All around me, a thousand people sway and sing along, eyes fixed on the man standing onstage alone, with just his old Gibson and a harmonica. Janis Joplin made this a blues song when she made it famous, because every time she opened her mouth blues came out, but coming from Kristofferson the song is more straight up and down, a country song. The fact that his voice is not great has always been its greatness. Like the voice of his Texas compadre Townes Van Zandt, Kristofferson's never quite seemed to take flight, but his being stuck down here with the rest of us mortals made him that much more one of us. It's a voice held together by scars, and the songs that he made up out of his imagination always had the benefit of being founded on some kind of truth, like that voice in your ear you just know is right.

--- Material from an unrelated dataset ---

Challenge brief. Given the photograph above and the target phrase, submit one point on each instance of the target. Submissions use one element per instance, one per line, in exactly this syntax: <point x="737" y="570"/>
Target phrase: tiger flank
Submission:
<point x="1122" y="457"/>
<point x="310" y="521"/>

Kristofferson will tell you the same thing. One day he stepped up to the first tee of Willie Nelson's nine-hole golf course, out west of Austin. Driver in hand, slick cowboy boots on his feet, Kris promptly sliced one into the woods.
"Nobody ever accused me of being a golfer," he said.
"No one ever accused you of being a singer, either," Willie replied.
Tonight's his last date in the States for a while—who knows when he'll be back? This show is actually a political benefit, with the proceeds going to local sustainable-agriculture causes and to the support of industrial hemp. But there are no political speeches from the stage, and something as prosaic as politics might just ruin this moment, anyway. And that would be a terrible shame.
"Freedom's just another word for nothing left to lose, and nothing ain't worth nothing, but it's free… ."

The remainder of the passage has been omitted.